Some studies have indicated that low magnesium status may be a risk for postmenopausal osteoporosis as magnesium deficiency is linked with reduced calcium levels. Correction of magnesium has been associated with preventing weight gain, improve bone strength and help alleviate menopausal symptoms.
Zinc is a crucial component of various enzymes in body. It also maintains structural integrity of proteins and is involved in gene regulation. Zinc boosts immune system and helps to fight against diseases.
Lack of Zinc in body can cause impaired immunity and growth, alopecia, diarrhoea and other symptoms.

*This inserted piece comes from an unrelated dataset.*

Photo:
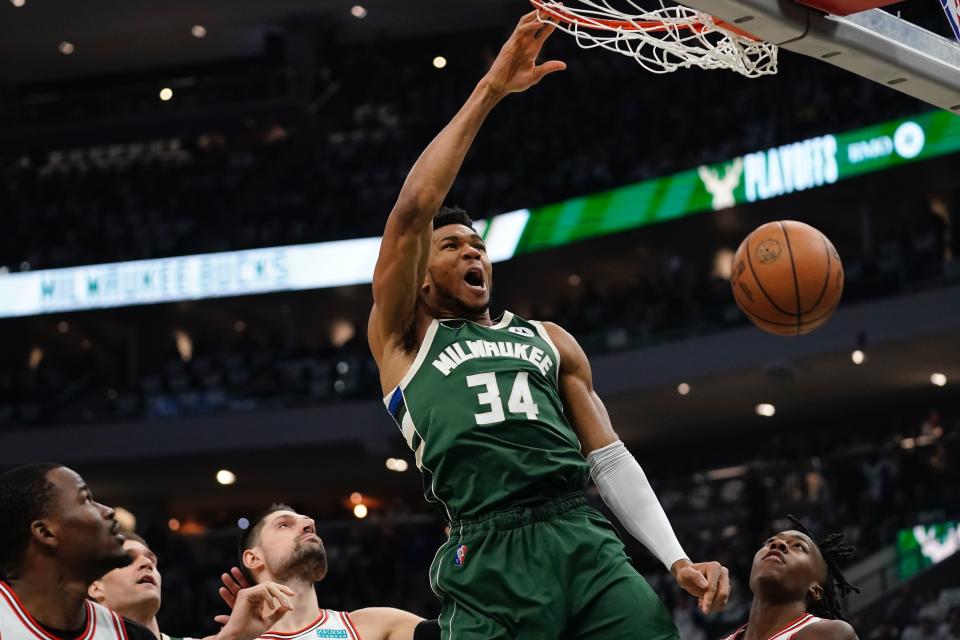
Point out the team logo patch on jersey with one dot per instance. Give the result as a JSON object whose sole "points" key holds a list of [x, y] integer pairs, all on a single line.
{"points": [[461, 558]]}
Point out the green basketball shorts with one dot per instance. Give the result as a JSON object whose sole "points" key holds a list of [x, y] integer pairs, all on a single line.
{"points": [[557, 571]]}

- RDI in adult women is 8 mg/day
- Meat, fish, poultry and cereals, legumes such as chickpeas, cashews, pumpkin seeds and mushrooms are important sources of zinc.
Zinc is important to perimenopausal women for bone formation. This mineral helps the absorption of vitamin D and may help slow bone loss.
Being an important component of thyroid hormone, Iodine is required for growth and metabolism.
Iodine imbalance can lead to thyroid disorders. Iodine content in most food is low and depends on region and soil. Iodine loss also occurs while cooking.
- RDI in adult women is 150 micrograms/day
- We obtain our Iodine mainly from marine origin food and iodised salt.
Copper is important for overall health including nervous system, heart health, immunity and iron metabolism. It is a key component of many metalloenzymes in body which conduct various processes.
Copper imbalance can lead to anaemia related to defective iron metabolism, vascular and skeletal problems, cardiac and immunity problems, adverse effects on nervous system and blood cells.
- RDI in adult women is 1.2 mg/day
- Meat, nuts and seeds, seafood, wheat bran cereals, whole grain are sources of copper.
Manganese is involved in formation of bones as well as metabolism of cholesterol, carbohydrates and amino acids. Manganese deficiency can cause impaired growth and reproductive function, changes in carbohydrates and cholesterol metabolism.
- RDI in adult women is 5 mg/day
- We get manganese from vegetables and beverages (tea).
Phosphorus is a component of many important compounds in body such as DNA, involved in energy regulation and acid/base balance in body, combines with calcium to aid bone and teeth strength and health. Imbalance in its levels can cause anorexia, anaemia, muscle weakness, bone pain, general debility, increased susceptibility to infection.
- RDI in adult women is 1000 mg/day
- Natural foods and salts contain Phosphorus. Large amounts found in Western diet especially meat, processed foods and soft drinks.
Phosphorus is so widespread in the food supply that dietary phosphorus deficiency is extremely rare. Too much phosphorus can be harmful for bone health.
Maintaining a nutritious diet is essential in order to avoid symptoms and long-term health risks associated with any nutritional deficiencies.
In case of major deficiencies, your doctor can help to decide which supplements and how much to take to correct them.